A cloud deployment model defines where the physical servers are deployed and who manages them.

Public Clouds
Public clouds provide access to computing resources for the general public over the Internet but the resources themselves are owned by the organization selling the cloud services. The public cloud provider allows customers to self-provision resources typically via a web service interface. Customer's rent access to resources as needed on a pay-as-you-go basis. Public clouds offer access to large pools of scalable resources on a temporary basis without the need for capital investment in data center infrastructure.
With public cloud, infrastructure costs are shared across customers, which result in economies of scale. Data control might be an issue depending on a number of factors, including the type and sensitivity of the data as well as the industry and local laws concerning the data.
Private Clouds
Private clouds give users immediate access to computing resources hosted within an organization's infrastructure and the resources are dedicated solely for that organization's use. Users self-provision and scale collections of resources drawn from the private cloud, typically via web service interface, just as with a public cloud.
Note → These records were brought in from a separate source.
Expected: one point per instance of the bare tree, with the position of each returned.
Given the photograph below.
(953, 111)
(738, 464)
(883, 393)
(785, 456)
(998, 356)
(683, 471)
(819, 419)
However, because it is deployed within the organization's existing data center—and behind the organization's firewall—a private cloud is subject to the organization's physical, electronic, and procedural security measures and thus offers a higher degree of security over sensitive code and data.
With private cloud, the performance of physical hardware can be controlled and maintained by the organization, and can thus markedly improve data center efficiency while reducing operational expense.
Hybrid Clouds
Hybrid clouds combine one or more public clouds and one or more private clouds by technology that enables data and application migration between them. Hybrid clouds typically use a shared API to enable hybrid operation.
With hybrid cloud, organizations can utilize the cost benefits of a public cloud and when needed, protect confidential data in a private cloud.